Cluster Key change column and create key change column
There will be requirements in you design in which you will want to know the first record in a group(specified by the sort keys) from the data in your dataset. This can be easily achieved by set the key change option to true. Even though both of the above options do the same thing they are different in the sense that they will have to be used based on the sort key mode specified. If you have used the sort key mode as Don’t sort for the keys during sorting then you will have to use the ‘Cluster Key Change column’ option. If you have used the default sort key mode then you need only use the ‘create key change column’ option. Setting these options will ensure that an extra column is added to your output records and this column will contain a value of 1 if the particular record in that group (where group is indicated by the change in sort key value) is the first record. All following records in that group will have a value of 0.
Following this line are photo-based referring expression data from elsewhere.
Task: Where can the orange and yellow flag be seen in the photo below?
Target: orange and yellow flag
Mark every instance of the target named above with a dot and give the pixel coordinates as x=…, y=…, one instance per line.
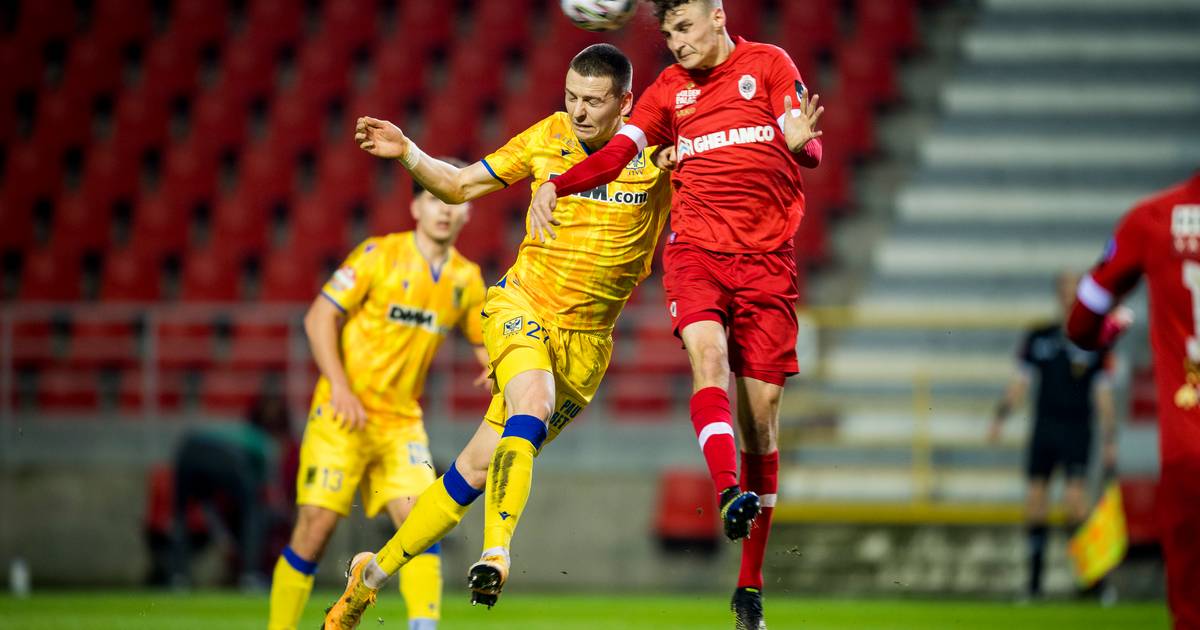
x=1099, y=545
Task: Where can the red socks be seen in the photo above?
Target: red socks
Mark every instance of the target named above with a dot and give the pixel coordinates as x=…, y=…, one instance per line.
x=713, y=421
x=760, y=474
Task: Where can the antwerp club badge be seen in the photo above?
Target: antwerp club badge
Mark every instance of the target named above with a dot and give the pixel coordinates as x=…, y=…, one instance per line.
x=748, y=87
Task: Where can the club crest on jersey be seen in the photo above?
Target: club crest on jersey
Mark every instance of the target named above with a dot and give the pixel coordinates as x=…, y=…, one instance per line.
x=1186, y=228
x=343, y=279
x=748, y=87
x=687, y=96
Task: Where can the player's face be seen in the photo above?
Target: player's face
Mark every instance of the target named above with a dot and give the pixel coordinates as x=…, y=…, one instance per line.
x=594, y=107
x=438, y=221
x=694, y=34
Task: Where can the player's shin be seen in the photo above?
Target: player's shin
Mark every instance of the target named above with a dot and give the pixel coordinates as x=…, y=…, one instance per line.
x=510, y=479
x=437, y=511
x=760, y=474
x=291, y=587
x=420, y=583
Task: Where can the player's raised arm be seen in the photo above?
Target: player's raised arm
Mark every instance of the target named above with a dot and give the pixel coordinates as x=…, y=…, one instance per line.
x=448, y=183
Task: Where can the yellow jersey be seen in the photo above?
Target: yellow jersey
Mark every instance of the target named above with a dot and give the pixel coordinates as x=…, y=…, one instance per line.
x=397, y=312
x=605, y=245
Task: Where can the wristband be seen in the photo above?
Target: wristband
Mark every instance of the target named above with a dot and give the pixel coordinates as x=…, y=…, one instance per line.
x=412, y=156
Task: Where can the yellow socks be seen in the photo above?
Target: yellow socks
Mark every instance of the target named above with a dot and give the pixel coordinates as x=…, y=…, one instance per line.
x=420, y=583
x=437, y=511
x=510, y=479
x=291, y=587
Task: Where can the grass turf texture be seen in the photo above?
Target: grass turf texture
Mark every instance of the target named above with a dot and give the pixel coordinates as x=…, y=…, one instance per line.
x=205, y=611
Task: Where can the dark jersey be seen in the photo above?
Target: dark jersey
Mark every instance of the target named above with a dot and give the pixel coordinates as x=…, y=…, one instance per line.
x=1066, y=376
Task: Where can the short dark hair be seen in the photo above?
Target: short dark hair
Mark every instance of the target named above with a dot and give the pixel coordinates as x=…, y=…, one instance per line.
x=663, y=6
x=605, y=60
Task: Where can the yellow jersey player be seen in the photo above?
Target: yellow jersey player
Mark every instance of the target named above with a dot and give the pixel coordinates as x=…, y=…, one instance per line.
x=373, y=331
x=547, y=323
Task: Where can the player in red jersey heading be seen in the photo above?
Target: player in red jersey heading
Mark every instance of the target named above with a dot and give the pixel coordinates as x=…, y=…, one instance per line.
x=730, y=267
x=1161, y=239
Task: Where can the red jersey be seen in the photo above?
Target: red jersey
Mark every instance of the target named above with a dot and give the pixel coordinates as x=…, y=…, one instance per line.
x=737, y=186
x=1161, y=239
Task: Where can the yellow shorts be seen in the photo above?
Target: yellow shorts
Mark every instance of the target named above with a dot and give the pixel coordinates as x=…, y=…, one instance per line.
x=389, y=459
x=517, y=340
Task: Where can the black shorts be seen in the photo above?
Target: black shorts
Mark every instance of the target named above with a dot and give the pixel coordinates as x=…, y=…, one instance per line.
x=1054, y=445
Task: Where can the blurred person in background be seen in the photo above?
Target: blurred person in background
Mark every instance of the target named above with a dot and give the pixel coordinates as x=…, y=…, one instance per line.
x=375, y=329
x=549, y=321
x=1159, y=238
x=730, y=273
x=1073, y=385
x=237, y=473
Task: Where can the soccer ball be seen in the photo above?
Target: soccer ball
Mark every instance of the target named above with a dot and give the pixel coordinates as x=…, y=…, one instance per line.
x=599, y=15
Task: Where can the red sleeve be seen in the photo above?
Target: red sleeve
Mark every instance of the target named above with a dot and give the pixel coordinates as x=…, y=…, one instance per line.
x=783, y=81
x=649, y=125
x=1117, y=273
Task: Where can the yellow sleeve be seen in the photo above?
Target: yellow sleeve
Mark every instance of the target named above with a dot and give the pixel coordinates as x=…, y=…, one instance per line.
x=349, y=285
x=472, y=321
x=511, y=163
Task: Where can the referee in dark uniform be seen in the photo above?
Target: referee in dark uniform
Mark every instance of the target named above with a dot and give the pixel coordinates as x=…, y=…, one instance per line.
x=1073, y=385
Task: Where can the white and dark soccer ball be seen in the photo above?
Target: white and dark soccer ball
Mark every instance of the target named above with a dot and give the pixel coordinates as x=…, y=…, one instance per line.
x=599, y=15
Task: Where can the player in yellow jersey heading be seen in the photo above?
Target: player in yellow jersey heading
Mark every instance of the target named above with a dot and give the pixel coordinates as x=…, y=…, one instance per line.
x=373, y=331
x=547, y=324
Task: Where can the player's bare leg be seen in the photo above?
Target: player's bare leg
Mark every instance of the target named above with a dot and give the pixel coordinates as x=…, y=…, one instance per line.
x=759, y=431
x=529, y=399
x=1036, y=514
x=712, y=419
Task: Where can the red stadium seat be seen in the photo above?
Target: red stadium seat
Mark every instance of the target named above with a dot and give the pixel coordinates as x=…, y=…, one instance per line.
x=195, y=23
x=67, y=390
x=687, y=508
x=318, y=227
x=184, y=345
x=132, y=388
x=141, y=121
x=809, y=25
x=102, y=342
x=51, y=275
x=238, y=228
x=271, y=23
x=210, y=277
x=131, y=276
x=865, y=72
x=892, y=23
x=111, y=174
x=120, y=22
x=172, y=66
x=265, y=175
x=346, y=173
x=190, y=173
x=288, y=277
x=31, y=173
x=160, y=226
x=391, y=211
x=258, y=345
x=81, y=225
x=231, y=391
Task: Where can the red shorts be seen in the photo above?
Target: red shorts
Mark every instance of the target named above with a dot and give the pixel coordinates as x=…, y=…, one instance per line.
x=754, y=295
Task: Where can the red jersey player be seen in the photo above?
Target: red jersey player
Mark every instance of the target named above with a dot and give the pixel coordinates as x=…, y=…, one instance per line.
x=1161, y=239
x=730, y=267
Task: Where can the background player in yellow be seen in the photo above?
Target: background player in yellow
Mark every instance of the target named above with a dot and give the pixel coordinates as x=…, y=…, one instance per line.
x=373, y=331
x=547, y=324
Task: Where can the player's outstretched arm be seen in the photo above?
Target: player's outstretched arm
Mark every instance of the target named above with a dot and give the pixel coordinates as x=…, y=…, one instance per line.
x=448, y=183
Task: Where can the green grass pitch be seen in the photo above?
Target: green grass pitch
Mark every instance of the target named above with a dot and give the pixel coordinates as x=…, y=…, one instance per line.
x=225, y=611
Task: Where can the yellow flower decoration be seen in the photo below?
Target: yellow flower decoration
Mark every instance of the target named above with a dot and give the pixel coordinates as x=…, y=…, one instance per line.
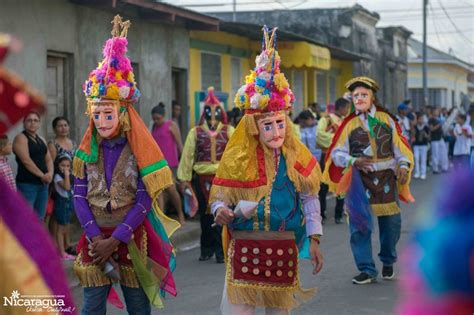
x=251, y=77
x=263, y=101
x=280, y=81
x=131, y=77
x=94, y=90
x=112, y=92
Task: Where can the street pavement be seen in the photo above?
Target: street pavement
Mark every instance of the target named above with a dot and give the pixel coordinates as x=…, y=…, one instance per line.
x=200, y=284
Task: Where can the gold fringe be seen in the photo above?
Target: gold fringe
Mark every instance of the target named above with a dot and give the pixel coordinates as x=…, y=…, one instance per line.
x=382, y=209
x=125, y=121
x=157, y=181
x=78, y=168
x=286, y=298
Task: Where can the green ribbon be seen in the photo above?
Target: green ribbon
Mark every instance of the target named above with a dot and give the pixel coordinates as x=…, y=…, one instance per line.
x=148, y=281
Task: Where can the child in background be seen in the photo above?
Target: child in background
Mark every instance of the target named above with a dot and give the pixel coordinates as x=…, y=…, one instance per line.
x=462, y=147
x=5, y=170
x=63, y=203
x=421, y=138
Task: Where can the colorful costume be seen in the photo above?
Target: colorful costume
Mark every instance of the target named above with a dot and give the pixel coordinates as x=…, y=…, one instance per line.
x=117, y=183
x=264, y=250
x=373, y=134
x=202, y=153
x=29, y=261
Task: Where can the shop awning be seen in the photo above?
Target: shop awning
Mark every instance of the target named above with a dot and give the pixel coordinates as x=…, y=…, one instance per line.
x=303, y=54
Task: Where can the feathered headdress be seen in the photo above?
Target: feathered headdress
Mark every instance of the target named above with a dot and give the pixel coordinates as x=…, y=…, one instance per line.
x=266, y=88
x=247, y=167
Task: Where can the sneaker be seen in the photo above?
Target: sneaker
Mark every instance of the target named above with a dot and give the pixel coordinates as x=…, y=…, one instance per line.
x=68, y=257
x=387, y=272
x=363, y=278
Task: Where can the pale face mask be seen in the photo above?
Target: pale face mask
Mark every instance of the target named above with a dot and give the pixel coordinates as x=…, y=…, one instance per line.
x=272, y=129
x=362, y=98
x=106, y=120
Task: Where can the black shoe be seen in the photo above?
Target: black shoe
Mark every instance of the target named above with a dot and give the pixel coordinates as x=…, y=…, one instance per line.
x=387, y=272
x=205, y=257
x=363, y=278
x=71, y=251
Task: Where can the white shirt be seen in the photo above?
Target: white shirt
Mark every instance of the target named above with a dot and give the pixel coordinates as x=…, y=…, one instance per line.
x=462, y=146
x=341, y=156
x=63, y=193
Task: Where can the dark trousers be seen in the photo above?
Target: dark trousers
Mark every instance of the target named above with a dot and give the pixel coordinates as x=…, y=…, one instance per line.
x=323, y=191
x=211, y=241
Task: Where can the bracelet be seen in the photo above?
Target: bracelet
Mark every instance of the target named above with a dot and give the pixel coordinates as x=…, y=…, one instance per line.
x=315, y=238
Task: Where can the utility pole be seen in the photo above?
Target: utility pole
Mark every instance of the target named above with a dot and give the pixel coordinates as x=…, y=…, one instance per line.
x=234, y=5
x=425, y=72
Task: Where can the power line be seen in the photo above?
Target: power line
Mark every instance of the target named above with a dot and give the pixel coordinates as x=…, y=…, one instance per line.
x=454, y=25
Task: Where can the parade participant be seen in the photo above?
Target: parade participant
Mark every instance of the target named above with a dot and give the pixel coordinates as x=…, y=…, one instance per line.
x=202, y=153
x=119, y=172
x=264, y=165
x=370, y=140
x=327, y=127
x=29, y=262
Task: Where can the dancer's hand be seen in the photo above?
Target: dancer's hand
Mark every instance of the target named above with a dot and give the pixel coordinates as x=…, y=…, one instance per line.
x=364, y=164
x=103, y=249
x=224, y=216
x=316, y=257
x=402, y=175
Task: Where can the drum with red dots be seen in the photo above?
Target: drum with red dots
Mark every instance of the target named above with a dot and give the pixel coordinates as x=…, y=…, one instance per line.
x=263, y=258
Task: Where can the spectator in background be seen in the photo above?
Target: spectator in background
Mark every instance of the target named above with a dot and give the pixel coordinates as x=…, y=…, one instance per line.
x=5, y=170
x=315, y=109
x=462, y=147
x=234, y=115
x=63, y=204
x=166, y=133
x=176, y=113
x=403, y=120
x=439, y=151
x=35, y=166
x=61, y=145
x=421, y=138
x=327, y=127
x=308, y=133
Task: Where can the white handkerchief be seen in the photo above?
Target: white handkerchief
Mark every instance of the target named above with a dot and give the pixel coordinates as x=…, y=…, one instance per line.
x=245, y=208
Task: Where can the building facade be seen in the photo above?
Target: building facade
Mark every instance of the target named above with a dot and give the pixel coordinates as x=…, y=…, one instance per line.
x=63, y=40
x=381, y=53
x=448, y=78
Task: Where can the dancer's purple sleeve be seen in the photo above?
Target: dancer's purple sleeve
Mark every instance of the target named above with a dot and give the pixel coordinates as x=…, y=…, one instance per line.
x=83, y=210
x=135, y=216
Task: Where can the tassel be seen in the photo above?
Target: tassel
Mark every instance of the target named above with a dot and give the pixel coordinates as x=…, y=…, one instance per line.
x=78, y=168
x=345, y=182
x=157, y=181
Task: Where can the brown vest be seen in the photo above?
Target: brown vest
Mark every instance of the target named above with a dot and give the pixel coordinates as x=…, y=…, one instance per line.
x=210, y=148
x=123, y=188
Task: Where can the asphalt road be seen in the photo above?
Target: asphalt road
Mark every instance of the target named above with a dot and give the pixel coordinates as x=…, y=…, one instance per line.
x=200, y=284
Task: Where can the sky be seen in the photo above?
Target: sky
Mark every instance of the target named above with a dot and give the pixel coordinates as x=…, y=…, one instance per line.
x=450, y=22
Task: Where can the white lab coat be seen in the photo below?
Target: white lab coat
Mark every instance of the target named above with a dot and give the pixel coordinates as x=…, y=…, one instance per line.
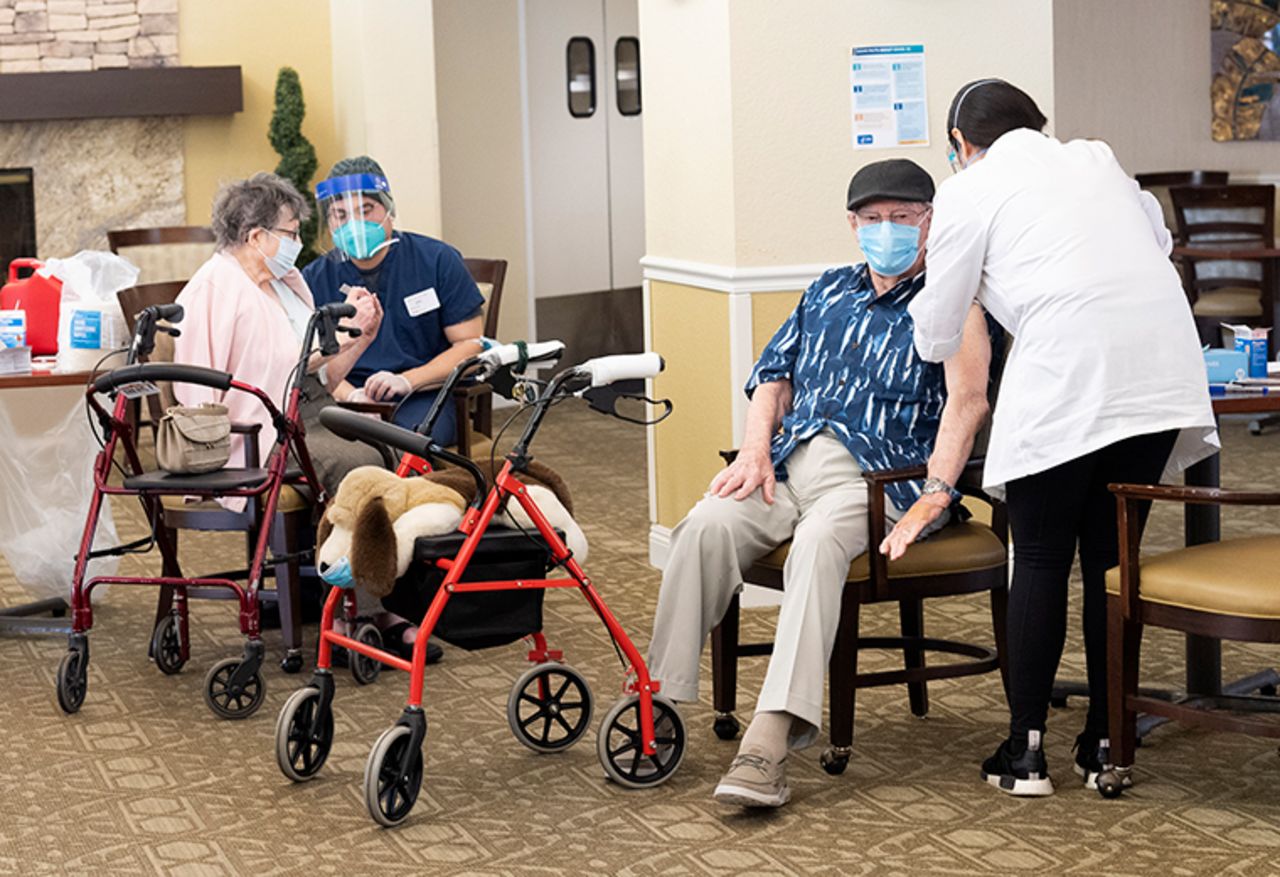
x=1072, y=257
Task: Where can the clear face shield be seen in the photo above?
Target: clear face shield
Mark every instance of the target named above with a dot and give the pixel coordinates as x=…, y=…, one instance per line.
x=356, y=214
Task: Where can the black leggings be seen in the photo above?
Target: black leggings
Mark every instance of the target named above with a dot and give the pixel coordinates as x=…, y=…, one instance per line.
x=1048, y=514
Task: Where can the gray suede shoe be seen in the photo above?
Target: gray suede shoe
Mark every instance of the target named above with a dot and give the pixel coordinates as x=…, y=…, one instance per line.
x=754, y=780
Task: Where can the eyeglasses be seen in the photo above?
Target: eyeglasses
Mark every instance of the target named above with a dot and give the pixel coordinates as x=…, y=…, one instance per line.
x=897, y=217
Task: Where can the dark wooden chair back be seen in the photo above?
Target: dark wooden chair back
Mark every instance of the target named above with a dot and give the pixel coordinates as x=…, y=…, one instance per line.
x=1225, y=215
x=492, y=273
x=149, y=237
x=1169, y=178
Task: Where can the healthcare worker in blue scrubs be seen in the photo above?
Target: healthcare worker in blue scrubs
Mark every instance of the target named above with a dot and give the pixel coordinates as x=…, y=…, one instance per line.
x=432, y=309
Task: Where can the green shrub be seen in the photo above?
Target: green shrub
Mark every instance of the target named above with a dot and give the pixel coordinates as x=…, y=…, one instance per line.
x=297, y=155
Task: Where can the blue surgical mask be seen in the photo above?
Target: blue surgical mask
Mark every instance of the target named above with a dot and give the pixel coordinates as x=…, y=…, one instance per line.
x=339, y=574
x=959, y=164
x=890, y=247
x=359, y=238
x=286, y=256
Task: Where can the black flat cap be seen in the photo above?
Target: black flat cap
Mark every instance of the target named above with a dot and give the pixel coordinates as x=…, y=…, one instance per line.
x=892, y=179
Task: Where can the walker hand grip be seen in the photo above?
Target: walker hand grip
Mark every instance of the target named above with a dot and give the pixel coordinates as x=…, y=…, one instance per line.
x=538, y=351
x=170, y=313
x=154, y=371
x=356, y=426
x=625, y=366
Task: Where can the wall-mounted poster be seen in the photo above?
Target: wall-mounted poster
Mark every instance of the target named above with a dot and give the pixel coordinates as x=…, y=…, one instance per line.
x=1246, y=65
x=888, y=90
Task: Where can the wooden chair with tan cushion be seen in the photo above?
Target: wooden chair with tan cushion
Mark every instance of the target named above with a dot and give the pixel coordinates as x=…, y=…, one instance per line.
x=1226, y=589
x=1234, y=218
x=960, y=558
x=1160, y=183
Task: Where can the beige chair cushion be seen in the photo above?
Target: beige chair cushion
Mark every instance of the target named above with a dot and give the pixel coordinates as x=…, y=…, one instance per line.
x=291, y=501
x=1237, y=576
x=958, y=548
x=1228, y=301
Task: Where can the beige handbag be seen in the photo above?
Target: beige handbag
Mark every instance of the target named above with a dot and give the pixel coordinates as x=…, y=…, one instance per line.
x=196, y=439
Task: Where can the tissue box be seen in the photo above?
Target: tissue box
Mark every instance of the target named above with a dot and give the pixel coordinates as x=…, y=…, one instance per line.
x=13, y=329
x=1226, y=365
x=1253, y=343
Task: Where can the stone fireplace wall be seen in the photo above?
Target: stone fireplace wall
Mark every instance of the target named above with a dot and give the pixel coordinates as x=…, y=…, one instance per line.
x=86, y=35
x=92, y=174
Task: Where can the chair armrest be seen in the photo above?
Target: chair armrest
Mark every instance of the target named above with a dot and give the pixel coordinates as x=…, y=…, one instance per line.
x=1196, y=496
x=384, y=410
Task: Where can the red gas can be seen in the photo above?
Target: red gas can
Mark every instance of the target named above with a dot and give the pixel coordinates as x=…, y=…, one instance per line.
x=40, y=297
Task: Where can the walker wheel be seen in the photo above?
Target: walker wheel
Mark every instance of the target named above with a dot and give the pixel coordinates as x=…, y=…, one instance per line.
x=727, y=726
x=833, y=761
x=1110, y=784
x=167, y=645
x=365, y=670
x=302, y=741
x=389, y=791
x=549, y=707
x=292, y=661
x=229, y=700
x=72, y=681
x=621, y=748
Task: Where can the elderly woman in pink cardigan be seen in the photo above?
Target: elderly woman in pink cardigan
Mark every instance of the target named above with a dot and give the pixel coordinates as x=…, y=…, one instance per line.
x=246, y=311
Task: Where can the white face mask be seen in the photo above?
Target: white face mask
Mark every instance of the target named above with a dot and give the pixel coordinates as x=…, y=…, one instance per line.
x=286, y=256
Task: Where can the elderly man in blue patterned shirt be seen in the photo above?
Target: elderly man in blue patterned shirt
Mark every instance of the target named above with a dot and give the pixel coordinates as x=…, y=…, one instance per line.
x=839, y=391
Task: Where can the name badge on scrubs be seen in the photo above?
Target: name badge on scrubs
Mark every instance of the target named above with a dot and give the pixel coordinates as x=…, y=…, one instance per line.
x=421, y=302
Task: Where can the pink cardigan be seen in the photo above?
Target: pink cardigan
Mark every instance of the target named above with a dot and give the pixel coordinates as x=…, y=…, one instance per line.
x=231, y=324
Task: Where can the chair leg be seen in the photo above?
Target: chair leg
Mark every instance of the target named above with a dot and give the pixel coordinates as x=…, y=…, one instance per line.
x=725, y=672
x=842, y=671
x=1000, y=630
x=912, y=615
x=1124, y=648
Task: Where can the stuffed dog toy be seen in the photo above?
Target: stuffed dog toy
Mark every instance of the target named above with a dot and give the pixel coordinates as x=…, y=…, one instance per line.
x=366, y=533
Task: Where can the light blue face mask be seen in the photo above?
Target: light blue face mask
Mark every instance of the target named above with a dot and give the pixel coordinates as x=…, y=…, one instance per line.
x=359, y=238
x=286, y=256
x=339, y=574
x=890, y=247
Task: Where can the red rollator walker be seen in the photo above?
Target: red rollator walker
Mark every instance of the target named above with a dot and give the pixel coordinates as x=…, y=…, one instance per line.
x=641, y=738
x=233, y=686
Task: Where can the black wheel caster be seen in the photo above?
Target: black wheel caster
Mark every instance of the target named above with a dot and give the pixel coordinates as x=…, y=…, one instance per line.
x=364, y=670
x=727, y=726
x=72, y=680
x=302, y=738
x=167, y=645
x=833, y=761
x=393, y=776
x=549, y=707
x=227, y=698
x=292, y=662
x=1111, y=782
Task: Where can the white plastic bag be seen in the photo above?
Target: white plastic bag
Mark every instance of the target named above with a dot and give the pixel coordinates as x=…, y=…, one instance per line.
x=46, y=482
x=90, y=321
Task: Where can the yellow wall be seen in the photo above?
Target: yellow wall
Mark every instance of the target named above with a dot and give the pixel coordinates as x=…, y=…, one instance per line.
x=768, y=311
x=690, y=330
x=260, y=37
x=481, y=163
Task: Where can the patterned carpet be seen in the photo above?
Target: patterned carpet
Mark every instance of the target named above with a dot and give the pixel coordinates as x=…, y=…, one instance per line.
x=145, y=780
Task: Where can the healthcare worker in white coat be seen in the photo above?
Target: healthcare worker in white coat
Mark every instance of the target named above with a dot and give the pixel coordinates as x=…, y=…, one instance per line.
x=1104, y=383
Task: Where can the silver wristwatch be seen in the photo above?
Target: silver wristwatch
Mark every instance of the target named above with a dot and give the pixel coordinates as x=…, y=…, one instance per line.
x=938, y=485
eg. If the data shown above was sorted on the key A and the key change option was set then the output data would look like this
A                             B                             C               ClusterKeyChange
1                              127                         AAA          1
1                              124                         BBB          0
1                              156                         CCC          0
2                              09                           DDD         1
2                              540                         EEE         0
Restrict memory usage
By default the value is 20MB. This restricts the sort stage to carry outs its operation to a certain amount of virtual memory on the node on which it is being processed. You can increase this to increase your sort rate. However you should remember that the size should never be more than the amount of actual physical memory that is actually available on the processing node.